Según datos de UNICEF, la mayoría de los menores accede a su primer móvil en torno a los 10 años. Este dato, más que marcar una norma, nos sitúa en un contexto: el acceso temprano ya forma parte de lo habitual. Y esto tiene un impacto directo en las familias.
Cuando lo social entra en casa
En la adolescencia, el grupo de iguales tiene un peso importante. Hoy, gran parte de esa vida social ocurre en el entorno digital.
Esto genera situaciones que muchas familias reconocen:
- Hijos e hijas que piden el móvil porque “todos lo tienen”
- Conversaciones que continúan fuera del colegio
- Grupos en los que se organizan, pero también donde pueden surgir conflictos
- La sensación de quedarse fuera si no se participa
No se trata solo de tecnología. Se trata de pertenencia, de identidad, de vínculo con los demás.
Y ahí aparece una tensión real para las familias: cómo cuidar sin aislar, cómo acompañar sin perder el control, cómo poner límites sin romper la relación.
El malestar en las familias también importa
Muchas veces, el foco se pone únicamente en los adolescentes. Pero es importante dar espacio también a lo que viven madres y padres.
- Dudas constantes
- Desacuerdos entre adultos sobre qué hacer
- Cansancio ante las discusiones repetidasSensación de estar improvisando
Este malestar no indica que algo se esté haciendo mal. Indica que estamos ante una realidad nueva, compleja, para la que no siempre tenemos referencias claras.
Más allá de la edad: la construcción de la autonomía
La pregunta sobre cuándo dar el primer móvil sigue siendo frecuente. Pero, en la práctica, suele estar ligada a otra cuestión:
Qué puede sostener mi hijo o hija en este momento
Porque tener un móvil implica mucho más que saber usarlo:
- Gestionar conversaciones sin mediación adulta
- Entender códigos sociales que no siempre son explícitos
- Regular el tiempo de uso
- Saber pedir ayuda cuando algo incomoda
Estas habilidades no aparecen de forma automática. Se construyen, y necesitan acompañamiento.
Acompañar sin desaparecer ni invadir
Desde una mirada clínica, sabemos que el desarrollo en la adolescencia pasa por ganar autonomía. Pero eso no significa dejar de necesitar a los adultos.
Desde una mirada social, sabemos que el entorno digital forma parte de su realidad.
Entre ambas cosas, el lugar de las familias puede ser el de acompañar. No desde el control constante, pero tampoco desde la ausencia.

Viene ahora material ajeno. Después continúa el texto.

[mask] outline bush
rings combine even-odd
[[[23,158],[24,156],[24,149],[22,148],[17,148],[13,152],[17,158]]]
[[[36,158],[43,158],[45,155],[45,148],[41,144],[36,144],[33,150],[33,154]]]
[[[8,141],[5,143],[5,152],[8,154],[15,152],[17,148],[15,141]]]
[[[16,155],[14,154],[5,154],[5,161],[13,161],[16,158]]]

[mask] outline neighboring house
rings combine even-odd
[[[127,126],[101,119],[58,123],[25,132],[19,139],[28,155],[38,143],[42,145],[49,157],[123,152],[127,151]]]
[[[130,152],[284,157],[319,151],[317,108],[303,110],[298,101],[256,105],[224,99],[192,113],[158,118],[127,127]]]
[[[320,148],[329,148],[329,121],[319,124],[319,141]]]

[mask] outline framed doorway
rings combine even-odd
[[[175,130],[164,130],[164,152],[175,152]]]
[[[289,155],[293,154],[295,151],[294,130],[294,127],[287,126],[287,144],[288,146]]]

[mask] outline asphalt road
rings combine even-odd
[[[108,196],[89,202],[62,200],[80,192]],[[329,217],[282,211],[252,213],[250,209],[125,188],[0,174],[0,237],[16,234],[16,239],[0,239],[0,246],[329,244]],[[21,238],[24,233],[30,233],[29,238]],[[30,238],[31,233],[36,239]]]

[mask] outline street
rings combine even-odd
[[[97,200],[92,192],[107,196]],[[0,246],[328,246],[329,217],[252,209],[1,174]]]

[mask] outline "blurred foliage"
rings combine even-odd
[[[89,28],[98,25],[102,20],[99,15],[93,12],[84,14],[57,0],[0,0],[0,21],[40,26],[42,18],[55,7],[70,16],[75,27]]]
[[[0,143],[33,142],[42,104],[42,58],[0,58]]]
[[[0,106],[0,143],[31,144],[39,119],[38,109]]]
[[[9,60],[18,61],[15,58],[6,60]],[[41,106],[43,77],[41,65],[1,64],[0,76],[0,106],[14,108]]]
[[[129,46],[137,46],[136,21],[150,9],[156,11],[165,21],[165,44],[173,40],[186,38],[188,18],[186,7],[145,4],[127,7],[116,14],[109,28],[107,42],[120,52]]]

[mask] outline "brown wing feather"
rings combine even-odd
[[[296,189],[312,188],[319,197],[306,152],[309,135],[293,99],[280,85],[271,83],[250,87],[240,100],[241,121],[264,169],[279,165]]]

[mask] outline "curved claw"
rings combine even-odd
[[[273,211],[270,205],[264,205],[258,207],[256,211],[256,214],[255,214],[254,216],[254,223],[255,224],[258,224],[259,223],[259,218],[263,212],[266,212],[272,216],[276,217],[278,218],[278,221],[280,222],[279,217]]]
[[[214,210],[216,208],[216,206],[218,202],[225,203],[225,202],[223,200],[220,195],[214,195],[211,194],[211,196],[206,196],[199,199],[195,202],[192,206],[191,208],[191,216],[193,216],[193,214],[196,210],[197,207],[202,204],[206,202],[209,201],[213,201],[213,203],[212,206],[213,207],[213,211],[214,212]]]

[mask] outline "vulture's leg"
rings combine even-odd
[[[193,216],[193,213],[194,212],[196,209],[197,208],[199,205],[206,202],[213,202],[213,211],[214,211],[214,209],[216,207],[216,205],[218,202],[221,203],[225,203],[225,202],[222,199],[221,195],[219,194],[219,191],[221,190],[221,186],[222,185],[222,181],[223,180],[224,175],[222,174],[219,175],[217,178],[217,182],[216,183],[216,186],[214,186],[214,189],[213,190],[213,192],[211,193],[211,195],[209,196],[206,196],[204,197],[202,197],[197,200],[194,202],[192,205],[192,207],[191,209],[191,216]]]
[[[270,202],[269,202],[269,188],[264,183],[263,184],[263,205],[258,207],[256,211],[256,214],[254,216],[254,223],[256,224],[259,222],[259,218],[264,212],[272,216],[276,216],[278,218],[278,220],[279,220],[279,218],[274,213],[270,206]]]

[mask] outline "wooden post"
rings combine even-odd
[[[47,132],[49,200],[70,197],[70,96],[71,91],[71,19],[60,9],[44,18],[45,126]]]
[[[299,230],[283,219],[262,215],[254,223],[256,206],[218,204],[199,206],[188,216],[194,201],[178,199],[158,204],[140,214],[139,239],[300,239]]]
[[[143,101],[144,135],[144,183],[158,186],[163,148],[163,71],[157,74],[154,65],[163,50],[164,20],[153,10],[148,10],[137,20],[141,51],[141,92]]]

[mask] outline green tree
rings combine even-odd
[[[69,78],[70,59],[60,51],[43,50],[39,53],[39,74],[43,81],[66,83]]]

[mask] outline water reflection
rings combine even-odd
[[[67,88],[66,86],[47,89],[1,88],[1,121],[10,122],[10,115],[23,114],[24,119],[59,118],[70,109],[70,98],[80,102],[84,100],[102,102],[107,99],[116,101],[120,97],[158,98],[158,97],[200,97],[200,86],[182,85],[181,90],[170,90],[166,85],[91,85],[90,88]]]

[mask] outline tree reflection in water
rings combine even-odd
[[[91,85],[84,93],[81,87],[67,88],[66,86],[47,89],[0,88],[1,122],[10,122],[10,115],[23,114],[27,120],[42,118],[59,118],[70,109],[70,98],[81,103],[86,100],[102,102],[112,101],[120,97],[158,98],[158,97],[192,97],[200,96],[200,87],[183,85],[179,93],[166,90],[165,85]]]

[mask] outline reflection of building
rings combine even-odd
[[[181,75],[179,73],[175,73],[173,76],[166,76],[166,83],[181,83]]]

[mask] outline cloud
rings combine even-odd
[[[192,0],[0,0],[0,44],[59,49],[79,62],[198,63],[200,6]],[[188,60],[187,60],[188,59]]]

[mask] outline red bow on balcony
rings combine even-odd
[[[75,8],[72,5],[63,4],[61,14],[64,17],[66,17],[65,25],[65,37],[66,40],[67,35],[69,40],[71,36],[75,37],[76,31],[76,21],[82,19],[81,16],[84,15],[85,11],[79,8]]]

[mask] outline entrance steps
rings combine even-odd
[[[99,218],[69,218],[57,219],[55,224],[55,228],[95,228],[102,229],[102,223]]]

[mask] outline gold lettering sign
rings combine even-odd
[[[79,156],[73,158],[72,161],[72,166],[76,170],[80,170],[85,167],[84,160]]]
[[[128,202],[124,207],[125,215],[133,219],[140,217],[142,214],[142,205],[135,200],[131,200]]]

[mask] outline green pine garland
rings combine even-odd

Algunas preguntas que pueden orientar este proceso:
- Qué me preocupa realmente de esta situación
- Qué necesita mi hijo o hija cuando insiste en tener o usar el móvil
- Cómo solemos gestionar los conflictos en casa
- Qué espacio hay para hablar de lo que ocurre en su mundo digital
A veces, no es tanto encontrar la norma perfecta como poder sostener estas preguntas en el tiempo.
Límites que tienen en cuenta la relación
Los límites siguen siendo necesarios. Pero su sentido cambia cuando se entienden dentro de una relación.
- Límites claros, explicados y revisables
- Momentos sin pantallas que cuiden el descanso y la convivencia
- Espacios de conversación donde no todo sea corregir o prohibir
No siempre evitarán el conflicto, pero sí pueden ayudar a que no se convierta en una ruptura.
Una realidad que va más allá de cada familia
También es importante reconocer que esto no depende solo de lo que ocurre en casa.
- El acceso temprano a dispositivos
- La presión del grupo
- Los modelos adultos
- La presencia constante de tecnología
Todo forma parte de un contexto social más amplio. Esto no quita responsabilidad a las familias, pero sí puede aliviar la idea de que todo depende únicamente de sus decisiones.
Para terminar
Quizá una de las preguntas más útiles en este momento no sea solo qué hacer con las pantallas, sino: Qué está pasando en casa alrededor de ellas
Y también: Qué necesitamos como familia para poder sostener esta etapa
- A veces será ajustar normas
- A veces será revisar expectativas
- A veces será simplemente parar y volver a mirarnos
Porque incluso en un entorno digital, el vínculo sigue siendo el lugar desde el que acompañar.